Educação: por que precisamos falar sobre a morte sem preconceitos

Psicóloga do Grupo Morada da Paz ressalta a importância de abordar o tema em escolas, universidades e famílias, quebrando o silêncio que dificulta o enfrentamento do luto

Embora seja uma certeza universal, a morte ainda é um dos temas mais evitados nas conversas cotidianas, nas salas de aula e até mesmo nas formações acadêmicas. Para a psicóloga especialista em luto do Grupo Morada, Simône Lira, romper esse silêncio é fundamental para preparar emocionalmente as pessoas, reduzir sofrimentos desnecessários e transformar a forma como lidamos com a perda.

A chamada Educação para a Morte, conceito amplamente estudado por especialistas como Maria Júlia Kovács – pesquisadora brasileira sobre questões de luto e bioética -, propõe inserir reflexões sobre a finitude da vida de forma natural e cuidadosa, tanto no âmbito familiar quanto no educacional. Para Simône Lira, não se trata de um discurso mórbido, mas de um convite para olhar para a vida de maneira mais consciente.

“Falar sobre morte é entender a condição de finitude que é inerente a todos os seres humanos. E, tendo essa consciência, a pergunta que fica é: o que estamos fazendo com o tempo que temos?”, afirma a psicóloga.

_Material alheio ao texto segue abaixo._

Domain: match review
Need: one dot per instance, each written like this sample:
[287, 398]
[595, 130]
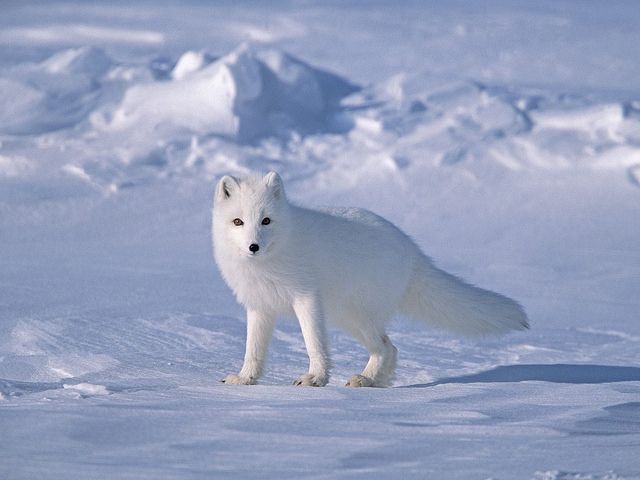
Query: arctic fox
[347, 265]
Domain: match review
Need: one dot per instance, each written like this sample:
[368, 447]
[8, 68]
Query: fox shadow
[553, 373]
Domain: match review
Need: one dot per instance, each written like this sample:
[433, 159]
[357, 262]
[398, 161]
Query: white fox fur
[346, 265]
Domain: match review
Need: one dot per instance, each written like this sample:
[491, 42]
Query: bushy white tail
[445, 301]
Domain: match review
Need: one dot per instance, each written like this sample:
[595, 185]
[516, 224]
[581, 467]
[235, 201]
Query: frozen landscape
[504, 137]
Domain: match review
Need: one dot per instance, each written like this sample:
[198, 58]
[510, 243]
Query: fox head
[250, 215]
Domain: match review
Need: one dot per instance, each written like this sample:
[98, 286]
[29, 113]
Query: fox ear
[226, 187]
[273, 181]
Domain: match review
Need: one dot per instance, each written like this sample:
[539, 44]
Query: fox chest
[264, 289]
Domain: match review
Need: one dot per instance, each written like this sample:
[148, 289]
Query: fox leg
[380, 369]
[312, 323]
[259, 330]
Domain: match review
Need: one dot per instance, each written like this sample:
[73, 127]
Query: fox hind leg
[380, 369]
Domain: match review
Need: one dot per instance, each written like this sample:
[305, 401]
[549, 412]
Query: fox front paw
[360, 381]
[309, 380]
[233, 379]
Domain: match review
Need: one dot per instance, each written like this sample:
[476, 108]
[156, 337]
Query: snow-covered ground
[503, 136]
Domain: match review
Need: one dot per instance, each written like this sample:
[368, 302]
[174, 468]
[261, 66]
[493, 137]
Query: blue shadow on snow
[554, 373]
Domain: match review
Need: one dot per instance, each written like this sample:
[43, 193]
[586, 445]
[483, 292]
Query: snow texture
[504, 137]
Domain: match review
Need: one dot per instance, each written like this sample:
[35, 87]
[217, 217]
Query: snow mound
[247, 94]
[55, 94]
[87, 389]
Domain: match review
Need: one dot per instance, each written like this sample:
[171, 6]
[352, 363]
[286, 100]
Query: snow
[504, 137]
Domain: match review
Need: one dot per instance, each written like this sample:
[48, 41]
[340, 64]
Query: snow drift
[244, 95]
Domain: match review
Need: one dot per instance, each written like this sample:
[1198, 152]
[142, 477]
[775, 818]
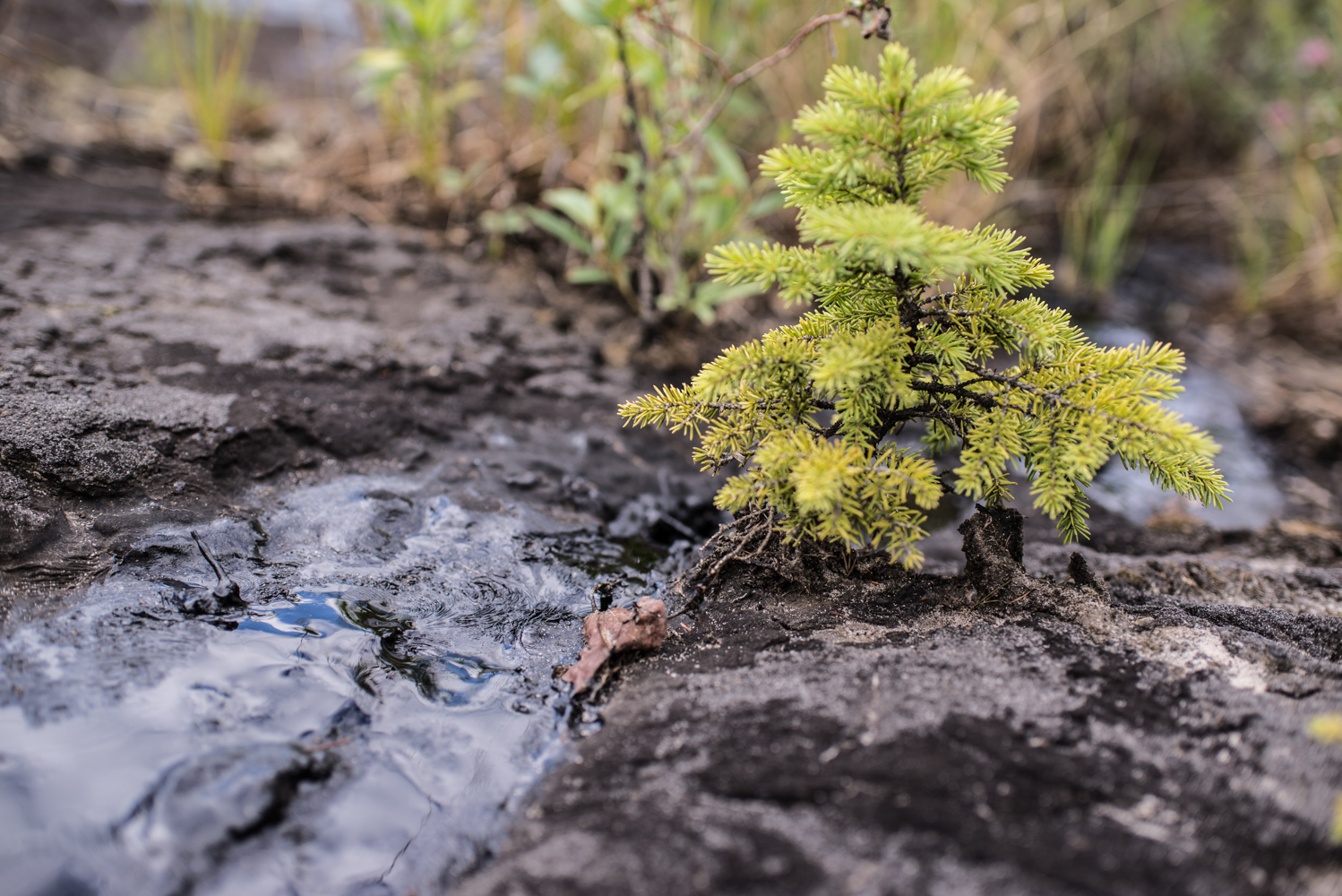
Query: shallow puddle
[366, 726]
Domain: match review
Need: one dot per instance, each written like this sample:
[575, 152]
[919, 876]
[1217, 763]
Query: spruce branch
[813, 412]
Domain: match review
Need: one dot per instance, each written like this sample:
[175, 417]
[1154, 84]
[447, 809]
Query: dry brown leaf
[617, 631]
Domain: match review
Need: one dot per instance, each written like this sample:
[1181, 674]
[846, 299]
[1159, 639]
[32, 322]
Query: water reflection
[366, 725]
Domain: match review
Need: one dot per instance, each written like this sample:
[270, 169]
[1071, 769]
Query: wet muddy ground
[409, 461]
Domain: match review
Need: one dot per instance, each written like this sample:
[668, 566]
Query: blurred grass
[1212, 124]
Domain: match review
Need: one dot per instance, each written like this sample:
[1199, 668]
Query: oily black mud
[873, 731]
[160, 373]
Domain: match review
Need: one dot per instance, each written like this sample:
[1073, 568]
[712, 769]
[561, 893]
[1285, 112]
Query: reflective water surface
[364, 728]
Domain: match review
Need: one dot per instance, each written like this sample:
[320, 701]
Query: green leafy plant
[684, 188]
[916, 323]
[210, 53]
[419, 75]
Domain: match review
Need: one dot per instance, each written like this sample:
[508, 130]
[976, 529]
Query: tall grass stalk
[211, 51]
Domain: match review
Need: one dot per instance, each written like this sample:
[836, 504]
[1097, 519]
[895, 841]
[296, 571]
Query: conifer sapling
[916, 323]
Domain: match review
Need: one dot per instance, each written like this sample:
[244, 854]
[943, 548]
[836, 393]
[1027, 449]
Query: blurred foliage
[908, 318]
[210, 53]
[417, 72]
[682, 186]
[1210, 121]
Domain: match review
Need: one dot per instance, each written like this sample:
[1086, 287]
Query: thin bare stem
[743, 77]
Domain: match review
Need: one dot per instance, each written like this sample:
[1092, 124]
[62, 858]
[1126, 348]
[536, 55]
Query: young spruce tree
[916, 323]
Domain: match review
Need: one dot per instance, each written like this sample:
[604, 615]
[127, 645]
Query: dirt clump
[879, 731]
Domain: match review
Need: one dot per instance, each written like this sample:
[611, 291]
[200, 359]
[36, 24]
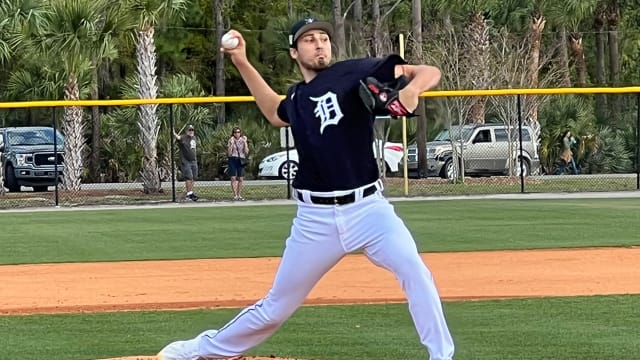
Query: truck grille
[43, 159]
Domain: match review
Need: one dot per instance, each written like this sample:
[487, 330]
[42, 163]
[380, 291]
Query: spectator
[566, 158]
[238, 148]
[188, 159]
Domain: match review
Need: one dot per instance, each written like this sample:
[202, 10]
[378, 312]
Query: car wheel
[288, 168]
[10, 179]
[525, 167]
[449, 171]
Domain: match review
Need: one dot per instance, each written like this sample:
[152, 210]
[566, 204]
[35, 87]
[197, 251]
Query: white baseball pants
[320, 236]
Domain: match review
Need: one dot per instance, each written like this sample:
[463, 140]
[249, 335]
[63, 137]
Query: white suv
[481, 149]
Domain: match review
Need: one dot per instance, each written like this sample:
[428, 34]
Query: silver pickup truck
[28, 157]
[480, 149]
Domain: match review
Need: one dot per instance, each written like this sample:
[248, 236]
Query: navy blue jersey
[332, 129]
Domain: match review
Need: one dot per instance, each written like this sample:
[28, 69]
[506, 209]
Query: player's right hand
[240, 51]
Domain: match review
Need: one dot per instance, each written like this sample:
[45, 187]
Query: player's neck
[308, 74]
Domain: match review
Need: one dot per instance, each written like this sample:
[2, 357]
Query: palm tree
[19, 19]
[71, 35]
[150, 13]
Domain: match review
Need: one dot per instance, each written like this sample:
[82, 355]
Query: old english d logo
[327, 109]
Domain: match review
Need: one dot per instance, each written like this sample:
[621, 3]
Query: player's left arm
[421, 78]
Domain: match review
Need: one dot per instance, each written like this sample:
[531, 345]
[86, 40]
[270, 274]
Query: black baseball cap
[305, 25]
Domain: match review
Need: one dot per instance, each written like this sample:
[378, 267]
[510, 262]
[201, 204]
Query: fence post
[55, 155]
[171, 151]
[286, 142]
[521, 161]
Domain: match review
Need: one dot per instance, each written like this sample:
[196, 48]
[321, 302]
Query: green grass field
[599, 327]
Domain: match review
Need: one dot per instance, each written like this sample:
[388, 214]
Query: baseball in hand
[229, 41]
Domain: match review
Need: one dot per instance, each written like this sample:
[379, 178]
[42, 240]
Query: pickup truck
[29, 157]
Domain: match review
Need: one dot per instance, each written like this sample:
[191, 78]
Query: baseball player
[341, 208]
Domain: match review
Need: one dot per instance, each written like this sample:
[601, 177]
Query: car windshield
[456, 133]
[33, 137]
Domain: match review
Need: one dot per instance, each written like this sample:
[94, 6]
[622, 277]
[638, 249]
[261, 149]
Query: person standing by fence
[238, 149]
[188, 159]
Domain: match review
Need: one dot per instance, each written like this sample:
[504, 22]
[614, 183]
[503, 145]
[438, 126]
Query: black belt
[338, 200]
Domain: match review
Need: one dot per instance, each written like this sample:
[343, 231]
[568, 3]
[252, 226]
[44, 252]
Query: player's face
[313, 50]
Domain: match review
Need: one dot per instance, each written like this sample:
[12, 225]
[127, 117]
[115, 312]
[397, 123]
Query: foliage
[567, 113]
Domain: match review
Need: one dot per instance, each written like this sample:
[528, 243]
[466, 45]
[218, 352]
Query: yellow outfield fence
[120, 183]
[236, 99]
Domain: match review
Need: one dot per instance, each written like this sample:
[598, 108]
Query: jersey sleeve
[282, 110]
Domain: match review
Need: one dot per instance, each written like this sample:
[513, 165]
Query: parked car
[28, 157]
[487, 149]
[277, 166]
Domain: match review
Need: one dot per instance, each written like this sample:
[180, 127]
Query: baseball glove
[383, 98]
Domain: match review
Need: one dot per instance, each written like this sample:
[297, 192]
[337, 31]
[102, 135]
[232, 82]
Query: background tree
[150, 14]
[72, 36]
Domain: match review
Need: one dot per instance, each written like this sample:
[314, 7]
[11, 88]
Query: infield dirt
[207, 283]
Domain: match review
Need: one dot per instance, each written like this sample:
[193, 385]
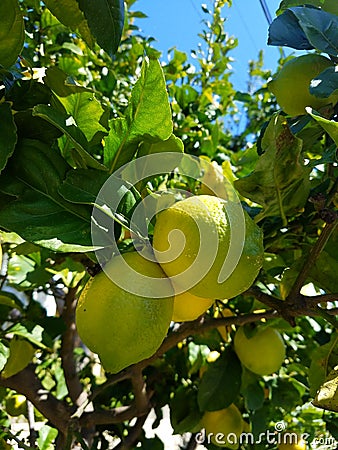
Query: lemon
[21, 353]
[188, 307]
[223, 426]
[191, 242]
[263, 353]
[16, 405]
[291, 441]
[121, 327]
[291, 84]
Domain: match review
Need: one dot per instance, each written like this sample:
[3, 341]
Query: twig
[133, 436]
[27, 383]
[313, 255]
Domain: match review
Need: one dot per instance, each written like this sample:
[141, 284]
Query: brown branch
[313, 255]
[28, 384]
[133, 436]
[75, 388]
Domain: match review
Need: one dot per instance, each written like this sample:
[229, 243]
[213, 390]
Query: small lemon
[191, 242]
[21, 354]
[223, 426]
[263, 353]
[121, 327]
[189, 307]
[291, 84]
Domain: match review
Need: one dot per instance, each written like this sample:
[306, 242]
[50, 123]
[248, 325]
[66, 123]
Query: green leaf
[75, 137]
[184, 412]
[82, 185]
[12, 32]
[148, 115]
[4, 354]
[280, 181]
[47, 436]
[327, 396]
[330, 126]
[70, 15]
[105, 19]
[59, 83]
[86, 111]
[8, 136]
[10, 300]
[323, 360]
[325, 83]
[39, 213]
[221, 382]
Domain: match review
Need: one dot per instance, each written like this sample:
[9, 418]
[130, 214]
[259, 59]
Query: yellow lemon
[263, 353]
[223, 427]
[189, 307]
[16, 405]
[191, 242]
[21, 354]
[121, 327]
[291, 84]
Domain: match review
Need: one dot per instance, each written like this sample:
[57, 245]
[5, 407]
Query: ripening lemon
[291, 84]
[263, 353]
[121, 327]
[291, 441]
[223, 426]
[21, 354]
[191, 242]
[16, 405]
[189, 307]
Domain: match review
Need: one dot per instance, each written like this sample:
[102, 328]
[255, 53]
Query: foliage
[76, 105]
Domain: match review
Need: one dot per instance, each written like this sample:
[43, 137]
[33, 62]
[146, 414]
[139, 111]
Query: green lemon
[191, 242]
[263, 353]
[223, 427]
[291, 84]
[121, 327]
[189, 307]
[21, 354]
[16, 405]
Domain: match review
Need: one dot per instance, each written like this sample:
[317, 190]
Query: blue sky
[176, 23]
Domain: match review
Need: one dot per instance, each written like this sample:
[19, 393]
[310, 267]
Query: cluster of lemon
[124, 328]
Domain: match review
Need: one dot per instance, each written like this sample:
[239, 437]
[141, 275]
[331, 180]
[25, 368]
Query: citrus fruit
[291, 441]
[121, 327]
[188, 307]
[21, 353]
[291, 84]
[263, 353]
[223, 426]
[16, 405]
[191, 242]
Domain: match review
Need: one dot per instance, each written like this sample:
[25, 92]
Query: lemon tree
[196, 219]
[263, 353]
[234, 224]
[291, 85]
[224, 427]
[189, 307]
[121, 327]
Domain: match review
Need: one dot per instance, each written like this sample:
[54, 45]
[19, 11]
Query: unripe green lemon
[188, 307]
[224, 426]
[192, 240]
[16, 405]
[121, 327]
[263, 353]
[21, 354]
[291, 84]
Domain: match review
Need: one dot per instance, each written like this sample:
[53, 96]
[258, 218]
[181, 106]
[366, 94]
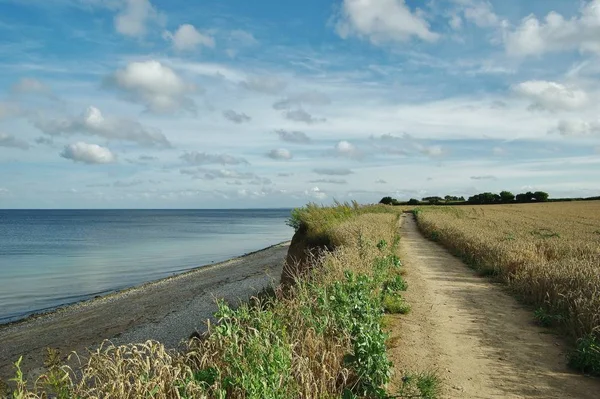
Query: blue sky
[231, 103]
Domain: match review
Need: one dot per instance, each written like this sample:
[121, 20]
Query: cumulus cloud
[333, 171]
[9, 109]
[264, 84]
[88, 153]
[10, 141]
[202, 158]
[93, 123]
[347, 149]
[551, 96]
[330, 181]
[235, 117]
[381, 21]
[44, 141]
[301, 115]
[481, 13]
[280, 154]
[154, 85]
[556, 33]
[316, 192]
[127, 184]
[300, 99]
[213, 174]
[133, 18]
[577, 128]
[498, 151]
[187, 38]
[295, 137]
[30, 86]
[430, 151]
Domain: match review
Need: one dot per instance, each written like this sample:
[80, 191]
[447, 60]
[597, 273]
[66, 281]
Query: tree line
[504, 197]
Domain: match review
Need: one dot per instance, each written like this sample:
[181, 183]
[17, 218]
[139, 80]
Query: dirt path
[480, 340]
[167, 310]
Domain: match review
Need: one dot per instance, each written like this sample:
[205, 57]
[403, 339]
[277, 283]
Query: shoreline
[167, 310]
[110, 294]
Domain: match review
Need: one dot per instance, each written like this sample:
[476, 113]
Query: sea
[51, 258]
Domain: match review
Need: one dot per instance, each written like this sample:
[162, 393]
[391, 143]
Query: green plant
[395, 284]
[586, 357]
[395, 304]
[425, 386]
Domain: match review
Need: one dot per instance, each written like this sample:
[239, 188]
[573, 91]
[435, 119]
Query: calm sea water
[50, 258]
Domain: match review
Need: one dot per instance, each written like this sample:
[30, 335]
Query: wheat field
[549, 253]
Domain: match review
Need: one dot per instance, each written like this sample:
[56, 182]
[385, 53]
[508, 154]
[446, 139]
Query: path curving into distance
[481, 341]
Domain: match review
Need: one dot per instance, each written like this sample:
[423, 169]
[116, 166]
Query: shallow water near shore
[50, 258]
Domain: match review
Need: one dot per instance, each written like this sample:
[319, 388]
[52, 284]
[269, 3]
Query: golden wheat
[548, 253]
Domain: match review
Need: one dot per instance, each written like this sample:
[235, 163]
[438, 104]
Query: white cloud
[330, 181]
[243, 38]
[333, 171]
[235, 117]
[293, 136]
[305, 98]
[187, 38]
[498, 151]
[430, 151]
[202, 158]
[9, 109]
[556, 33]
[93, 123]
[455, 22]
[134, 16]
[347, 149]
[212, 174]
[316, 192]
[280, 154]
[551, 96]
[382, 21]
[300, 115]
[88, 153]
[30, 85]
[577, 128]
[481, 13]
[10, 141]
[154, 85]
[264, 84]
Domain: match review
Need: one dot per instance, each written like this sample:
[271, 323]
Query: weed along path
[480, 340]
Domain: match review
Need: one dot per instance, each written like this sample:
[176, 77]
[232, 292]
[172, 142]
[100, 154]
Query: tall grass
[322, 338]
[549, 254]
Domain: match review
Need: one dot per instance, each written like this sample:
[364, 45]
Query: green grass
[395, 304]
[586, 357]
[322, 338]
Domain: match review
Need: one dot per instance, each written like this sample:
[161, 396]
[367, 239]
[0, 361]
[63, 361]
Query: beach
[167, 310]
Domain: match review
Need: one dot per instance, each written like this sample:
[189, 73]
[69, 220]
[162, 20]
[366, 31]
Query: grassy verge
[321, 338]
[551, 262]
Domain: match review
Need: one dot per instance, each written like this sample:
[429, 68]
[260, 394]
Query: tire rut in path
[479, 339]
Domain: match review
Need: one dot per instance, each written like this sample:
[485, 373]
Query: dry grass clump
[548, 253]
[321, 339]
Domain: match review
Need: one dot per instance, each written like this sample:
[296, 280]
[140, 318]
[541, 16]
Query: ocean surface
[50, 258]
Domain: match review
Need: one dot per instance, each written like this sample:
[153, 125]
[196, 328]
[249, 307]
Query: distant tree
[506, 196]
[540, 196]
[433, 200]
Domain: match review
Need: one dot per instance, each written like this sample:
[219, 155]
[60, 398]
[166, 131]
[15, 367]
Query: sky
[270, 103]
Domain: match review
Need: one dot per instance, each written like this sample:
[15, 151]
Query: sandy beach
[167, 310]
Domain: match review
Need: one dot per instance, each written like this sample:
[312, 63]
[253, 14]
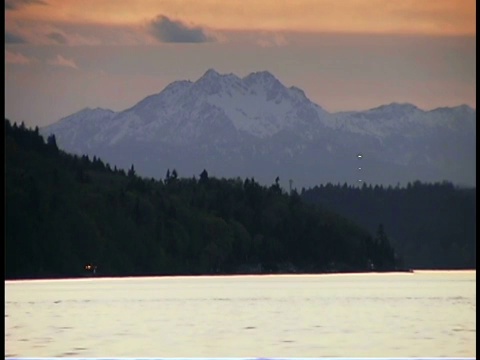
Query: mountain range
[256, 127]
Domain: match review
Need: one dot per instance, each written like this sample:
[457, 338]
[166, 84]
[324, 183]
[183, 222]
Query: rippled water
[424, 314]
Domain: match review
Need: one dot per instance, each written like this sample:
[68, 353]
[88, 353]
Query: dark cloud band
[13, 39]
[16, 4]
[172, 31]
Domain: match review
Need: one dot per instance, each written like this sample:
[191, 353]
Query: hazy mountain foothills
[256, 127]
[431, 226]
[65, 212]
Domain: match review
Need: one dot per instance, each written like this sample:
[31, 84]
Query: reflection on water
[424, 314]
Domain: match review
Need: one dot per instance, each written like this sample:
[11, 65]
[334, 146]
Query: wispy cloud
[57, 37]
[174, 31]
[16, 58]
[61, 61]
[11, 38]
[17, 4]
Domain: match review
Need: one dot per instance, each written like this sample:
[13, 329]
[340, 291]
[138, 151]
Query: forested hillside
[65, 212]
[432, 226]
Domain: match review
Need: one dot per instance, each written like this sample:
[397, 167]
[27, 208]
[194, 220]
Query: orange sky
[427, 17]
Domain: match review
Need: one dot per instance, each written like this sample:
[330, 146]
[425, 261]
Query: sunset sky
[64, 55]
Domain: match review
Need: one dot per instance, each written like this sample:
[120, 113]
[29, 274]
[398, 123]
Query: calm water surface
[424, 314]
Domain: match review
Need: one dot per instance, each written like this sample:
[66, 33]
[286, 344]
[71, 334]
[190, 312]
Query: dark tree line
[65, 213]
[432, 226]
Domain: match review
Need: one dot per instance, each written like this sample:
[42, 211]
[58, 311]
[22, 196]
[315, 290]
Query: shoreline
[101, 276]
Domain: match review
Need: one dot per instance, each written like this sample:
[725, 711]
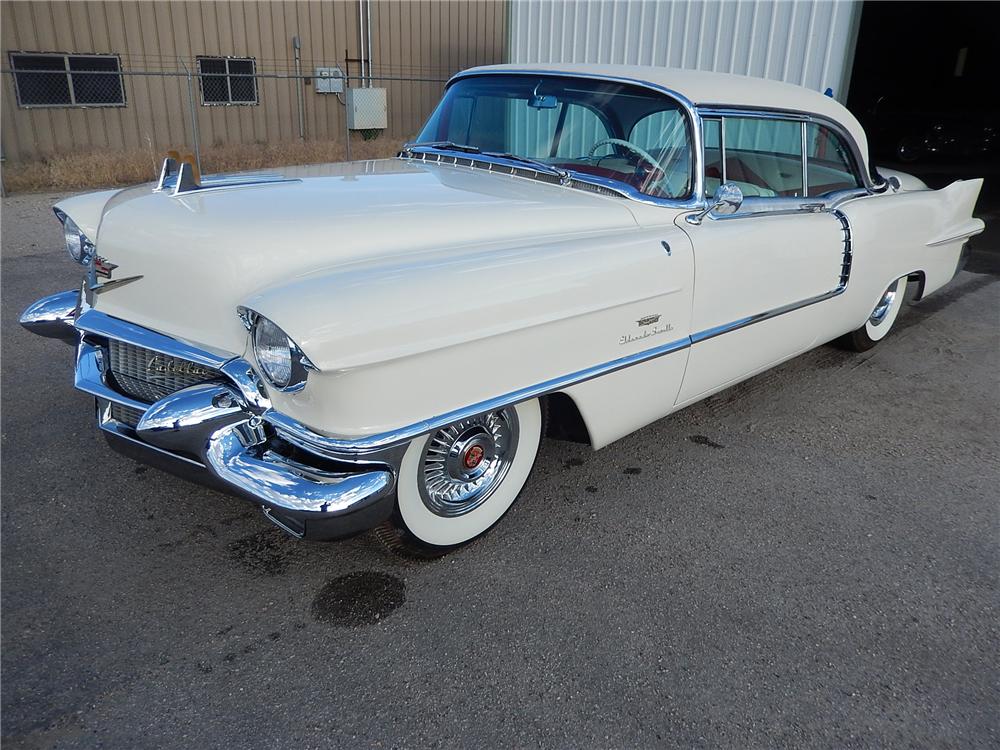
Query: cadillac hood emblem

A especialista alerta que, ao evitar o tema, criamos lacunas que se revelam dolorosas em situações de perda. Decisões importantes, como desejos para o próprio velório ou formas de despedida, muitas vezes ficam indefinidas, gerando dúvidas e conflitos entre familiares. “Quando a educação para a morte é trabalhada, ela facilita o acesso a informações, ajuda a compreender o processo de luto e prepara as pessoas para lidar com as despedidas de forma mais consciente e respeitosa”, pontua.

A ausência desse diálogo também impacta o ambiente escolar. Casos de morte de professores, colegas ou funcionários, muitas vezes, não são comentados para “evitar sofrimento dos jovens”. Simône ressalta que essa postura, conhecida como conspiração do silêncio, pode confundir crianças e adolescentes.

“As crianças percebem a ausência, mas sem explicações seguras ficam sem compreender o que aconteceu. Falar sobre morte no seio familiar dá abertura para que as escolas também trabalhem o tema, de forma lúdica e adequada à faixa etária”, explica.

No campo acadêmico, especialmente nas áreas da saúde, o assunto continua sendo pouco explorado. Profissionais que lidam diariamente com a morte, seja de pacientes humanos ou de animais, raramente têm espaço para elaborar o próprio luto, o que pode gerar sobrecarga emocional e adoecimento. “Ainda existe a ideia de que o profissional de saúde não deve se vincular emocionalmente ou demonstrar fragilidade, mas isso não condiz com a realidade do cuidado humanizado”, reforça.

A psicóloga defende que falar sobre a morte é, na verdade, falar sobre vida. “O luto não existe apenas por causa da dor, mas por causa do amor. Esse vínculo permanece, mesmo sem a presença física, e as memórias se tornam um sustento para quem fica”, finaliza.